MIR31HG could also targets HIF1A and p21 and promote cell cycle progression in head and neck cancer cells. However, the expression of MIR31HG was negatively correlated to overall survival of lung adenocarcinoma, but it was a favorable prognostic factor in gastrointestinal cancer. In this study, we identified the expression profile of lncRNA in areca-related oral carcinogenesis. The expression and clinical implications of MIR31HG in OSCC were also investigated.
Materials and methods
Subjects
The primary OSCC tumors and their paired non-cancerous matched tissue samples were derived from 40 patients (Table 1). Samples were collected after obtaining written informed consent. The study was approved by IRB committee of National Yang-Ming University Hospital and Taipei Mackay Memorial Hospital with approval numbers NYMUH 2014A002 and 17MMHIS053/18MMHIS176, respectively.
Table 1
Clinical parameters of OSCC samples.
n = 40
Age (mean ± SEM)
57.53 ± 1.58
Gender (male/female)
36/4
Areca chewing
30
Tobacco smoking
30
T1–3
15
T4
25
N0
26
N+
14
Stage I–III
12
Stage IV
28
Follow-up (mean ± SEM, days)
2810 ± 227.1
Death
10
Alive
30
Clinical parameters of OSCC samples.Swabbed samples were collected from lesion and normal looking control mucosa from OSCC patients in National Yang-Ming University Hospital or Taipei MacKay Memorial Hospital with IRB approval numbers of NYMUH2019A013 and 18MMHIS187e, respectively. A Libo specimen collection swab (Cat No. 30221.3, Iron Will, New Taipei City, Taiwan) was used to achieve scrapped cells. The detailed sampling procedures and analysis followed the protocols established in previous study.
LncRNA microarray
Total RNA was amplified by a Low Input Quick-Amp Labeling kit (Agilent Technologies, Santa Clara, CA, USA) and labeled with Cy3 (CyDye, Agilent Technologies) during the in vitro transcription process. The Cy3-labled cRNA was fragmented to an average size of about 50–100 nucleotides by incubation with fragmentation buffer at 60 °C for 30 min. Corresponding fragmented labeled cRNA was then pooled and hybridized to Agilent SurePrint G3 Human Gene Exp V3 8 × 60K Microarray (Agilent Technologies) at 65 °C for 17 h. After washing and drying by nitrogen gun blowing, microarrays were scanned with an Agilent microarray scanner (Agilent Technologies) at 535 nm for Cy3. Scanned images were analyzed by Feature extraction10.5.1.1 software (Agilent Technologies), an image analysis and normalization software were used to quantify signal and background intensity for each feature.
Bioinformatic analysis
The Venn diagram and gene annotation analysis of microarray data were performed using web-based resources (https://metascape.org/gp/index.html#/main/step1). From microarray data, we selected genes with expression change more than and less than two folds for further analysis. Venn diagrams represent the overlapping of genes between samples whereas circoplots demonstrate their relationships. The cluster analysis was also performed using a web-based heatmap visualization and analysis tool clustergrammer. The non-supervised cluster analysis was performed on 153 overlapping lncRNAs and also the top 50 dysregulated lncRNAs.
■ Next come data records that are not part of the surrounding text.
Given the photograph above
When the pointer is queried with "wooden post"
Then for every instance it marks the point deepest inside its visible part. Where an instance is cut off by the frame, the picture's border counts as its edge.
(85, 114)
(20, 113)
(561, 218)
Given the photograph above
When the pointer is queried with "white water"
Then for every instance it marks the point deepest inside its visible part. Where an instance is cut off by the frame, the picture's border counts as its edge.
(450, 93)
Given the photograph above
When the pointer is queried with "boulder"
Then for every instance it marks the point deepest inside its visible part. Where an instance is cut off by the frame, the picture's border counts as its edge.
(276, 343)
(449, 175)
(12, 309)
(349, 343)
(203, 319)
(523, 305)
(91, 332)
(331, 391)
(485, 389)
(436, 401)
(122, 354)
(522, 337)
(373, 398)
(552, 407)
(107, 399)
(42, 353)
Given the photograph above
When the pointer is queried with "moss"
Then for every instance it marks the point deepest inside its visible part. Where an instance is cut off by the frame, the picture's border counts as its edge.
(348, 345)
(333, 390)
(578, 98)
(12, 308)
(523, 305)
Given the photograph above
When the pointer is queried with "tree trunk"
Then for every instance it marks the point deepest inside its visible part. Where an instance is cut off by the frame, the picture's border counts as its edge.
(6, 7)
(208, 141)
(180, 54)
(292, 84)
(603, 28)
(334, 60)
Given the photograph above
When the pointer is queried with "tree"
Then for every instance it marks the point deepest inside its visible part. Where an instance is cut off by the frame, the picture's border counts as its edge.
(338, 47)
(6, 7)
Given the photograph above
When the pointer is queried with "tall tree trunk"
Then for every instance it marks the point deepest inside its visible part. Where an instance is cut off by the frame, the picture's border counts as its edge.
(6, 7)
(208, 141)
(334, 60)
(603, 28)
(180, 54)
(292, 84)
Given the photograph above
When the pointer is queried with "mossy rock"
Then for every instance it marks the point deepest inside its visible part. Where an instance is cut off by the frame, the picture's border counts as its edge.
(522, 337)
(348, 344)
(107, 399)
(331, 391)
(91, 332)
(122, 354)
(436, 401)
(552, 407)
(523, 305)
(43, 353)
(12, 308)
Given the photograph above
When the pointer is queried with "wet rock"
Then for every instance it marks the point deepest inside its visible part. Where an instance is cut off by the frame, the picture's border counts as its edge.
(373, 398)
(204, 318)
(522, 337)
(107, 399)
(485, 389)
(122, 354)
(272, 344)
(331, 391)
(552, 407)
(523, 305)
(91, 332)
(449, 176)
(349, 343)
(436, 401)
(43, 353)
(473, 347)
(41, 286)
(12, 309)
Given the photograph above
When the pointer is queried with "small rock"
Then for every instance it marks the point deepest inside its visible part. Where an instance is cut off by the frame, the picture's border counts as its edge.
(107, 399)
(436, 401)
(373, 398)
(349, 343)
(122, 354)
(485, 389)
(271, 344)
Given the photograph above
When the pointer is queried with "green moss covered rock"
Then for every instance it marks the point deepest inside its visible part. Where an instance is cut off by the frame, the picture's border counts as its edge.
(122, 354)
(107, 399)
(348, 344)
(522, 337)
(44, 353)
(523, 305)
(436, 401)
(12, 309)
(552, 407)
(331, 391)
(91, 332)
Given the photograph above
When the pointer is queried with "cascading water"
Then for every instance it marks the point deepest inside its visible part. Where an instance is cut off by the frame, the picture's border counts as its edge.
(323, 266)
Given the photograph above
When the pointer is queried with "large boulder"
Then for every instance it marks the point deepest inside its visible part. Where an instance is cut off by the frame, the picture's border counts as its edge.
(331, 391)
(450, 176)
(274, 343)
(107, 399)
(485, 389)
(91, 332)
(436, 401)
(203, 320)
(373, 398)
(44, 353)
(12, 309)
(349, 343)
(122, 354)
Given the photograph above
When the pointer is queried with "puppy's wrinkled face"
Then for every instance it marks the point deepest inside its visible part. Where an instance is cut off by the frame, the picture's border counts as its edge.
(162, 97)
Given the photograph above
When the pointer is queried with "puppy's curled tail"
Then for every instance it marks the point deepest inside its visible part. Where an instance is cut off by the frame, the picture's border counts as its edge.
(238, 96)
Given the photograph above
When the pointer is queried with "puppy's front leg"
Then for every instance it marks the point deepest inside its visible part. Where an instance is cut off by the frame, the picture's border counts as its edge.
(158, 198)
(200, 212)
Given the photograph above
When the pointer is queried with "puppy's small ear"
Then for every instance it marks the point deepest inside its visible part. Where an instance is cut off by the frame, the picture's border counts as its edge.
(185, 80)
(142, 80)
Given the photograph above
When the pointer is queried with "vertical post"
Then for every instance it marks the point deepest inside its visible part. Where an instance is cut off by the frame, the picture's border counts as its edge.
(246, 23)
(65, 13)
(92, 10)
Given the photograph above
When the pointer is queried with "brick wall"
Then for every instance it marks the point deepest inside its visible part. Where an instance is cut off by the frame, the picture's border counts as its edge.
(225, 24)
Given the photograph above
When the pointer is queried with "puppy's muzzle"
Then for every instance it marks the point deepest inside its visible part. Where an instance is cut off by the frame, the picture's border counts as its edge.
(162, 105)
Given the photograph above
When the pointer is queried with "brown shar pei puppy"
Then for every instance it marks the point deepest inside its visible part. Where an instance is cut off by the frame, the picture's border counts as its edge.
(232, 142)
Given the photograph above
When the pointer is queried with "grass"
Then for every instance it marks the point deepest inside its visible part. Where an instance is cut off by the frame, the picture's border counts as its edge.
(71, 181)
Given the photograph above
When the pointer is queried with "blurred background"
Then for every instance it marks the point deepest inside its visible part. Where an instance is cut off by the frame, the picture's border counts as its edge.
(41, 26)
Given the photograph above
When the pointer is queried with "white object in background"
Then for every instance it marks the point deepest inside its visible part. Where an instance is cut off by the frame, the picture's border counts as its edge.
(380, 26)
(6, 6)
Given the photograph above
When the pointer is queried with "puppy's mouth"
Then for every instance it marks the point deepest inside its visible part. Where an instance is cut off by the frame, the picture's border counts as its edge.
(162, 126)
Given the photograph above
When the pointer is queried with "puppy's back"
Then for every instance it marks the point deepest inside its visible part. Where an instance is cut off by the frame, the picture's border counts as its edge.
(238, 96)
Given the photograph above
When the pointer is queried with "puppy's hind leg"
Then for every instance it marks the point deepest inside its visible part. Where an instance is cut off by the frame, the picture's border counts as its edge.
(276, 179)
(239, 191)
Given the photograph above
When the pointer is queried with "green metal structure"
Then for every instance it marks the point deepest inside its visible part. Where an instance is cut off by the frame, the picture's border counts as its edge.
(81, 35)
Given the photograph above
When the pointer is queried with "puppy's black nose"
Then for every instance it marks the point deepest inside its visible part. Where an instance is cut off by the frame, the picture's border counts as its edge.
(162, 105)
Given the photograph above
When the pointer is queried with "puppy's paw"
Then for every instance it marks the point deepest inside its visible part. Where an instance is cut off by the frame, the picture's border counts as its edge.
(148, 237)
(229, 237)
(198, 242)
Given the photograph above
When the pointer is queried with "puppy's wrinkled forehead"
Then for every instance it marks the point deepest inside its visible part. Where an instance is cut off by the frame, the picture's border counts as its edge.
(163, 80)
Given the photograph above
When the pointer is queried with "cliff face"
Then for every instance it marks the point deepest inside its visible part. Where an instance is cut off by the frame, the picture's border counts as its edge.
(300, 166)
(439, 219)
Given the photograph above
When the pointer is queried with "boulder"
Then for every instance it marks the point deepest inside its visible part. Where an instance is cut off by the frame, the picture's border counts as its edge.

Cell culture, plasmid construction and phenotypic assays
The OECM1 OSCC cell line was cultured as previously described. The lentiviruses containing MIR31HG transcript cloned in the pLV-EF1a-GFP vector and control virus are gifts from Professor Shu-Chun Lin. OECM1 was infected with virus and selected to achieve stable cell sublines with MIR31HG expression. Cell proliferation, wound closure, transwell invasion and anchorage-independent colony formation assays, and were carried out according to previously published protocols.,
TaqMan miRNA assay kits and qPCR probes obtained from Apply Biosystems (Waltham, MA, USA) were used to quantify the expression of MIR31HG and miR-31 using GAPDH or RNU6B as internal controls., The Cat. No. of each probe was Hs01107339_gl, 002279, Hs00266705_gl and 001093, respectively. −ΔCt is the difference in threshold cycle number across the test gene and the internal control. −ΔΔCt indicates the difference in −ΔCt across the test and the control group. 2−ΔΔCt designates the fold change in gene expression relative to control.
Statistics
Mann–Whitney tests, t-tests, two-way ANOVA test, linear correlation analysis and Kaplan–Meier survival analysis were performed. A receiver operating characteristic (ROC) curve was used to acquire area under curve (AUC), sensitivity and specificity of variables to evaluate separation power.
Results
Gene expression profile from areca-associated OSCCs
To determine the gene expression profile of areca-related OSCC, normal and cancer tissue pairs from three patients were utilized for microarray analysis. The Agilent SurePrint G3 Human Gene Exp V3 8 × 60K Microarray could detect 30,600 lncRNAs and 26,100 coding genes. Among three cases, two were stage I tumors and one was stage IV disease with lymph node metastasis in neck (Fig. 1A). The gene expression level from normal to tumor were analyzed and genes with more than or less than two-fold changes were counted. The Venn diagram demonstrated the overlap of counted genes between three cases and around 2050 common genes were identified in all three cases (Fig. 1B). Case 1 and case 2 are stage I disease and they shared more common genes than either one comparing to case 3 advanced tumor. The discrepancies were also noted in Circos plot (Fig. 1C). Gene ontology (GO) analysis performed on 2050 common genes annotated the most significant involved pathway was cycle related. It was followed by extracellular matrix related, cell adhesion pathways or responses to wounding, which were important pathways during carcinogenesis (Fig. 1D).
Figure 1
Microarray analysis of OSCC tumors. (A) The clinical parameters of cases. (B) Venn diagram to show the genes aberrantly expressed for at least two folds. (C). Circos plot to show the higher similarity between case 1 and case 2 in the gene dis-regulation, which separates from those in case 3. (D) GO annotation to show the disrupted pathways.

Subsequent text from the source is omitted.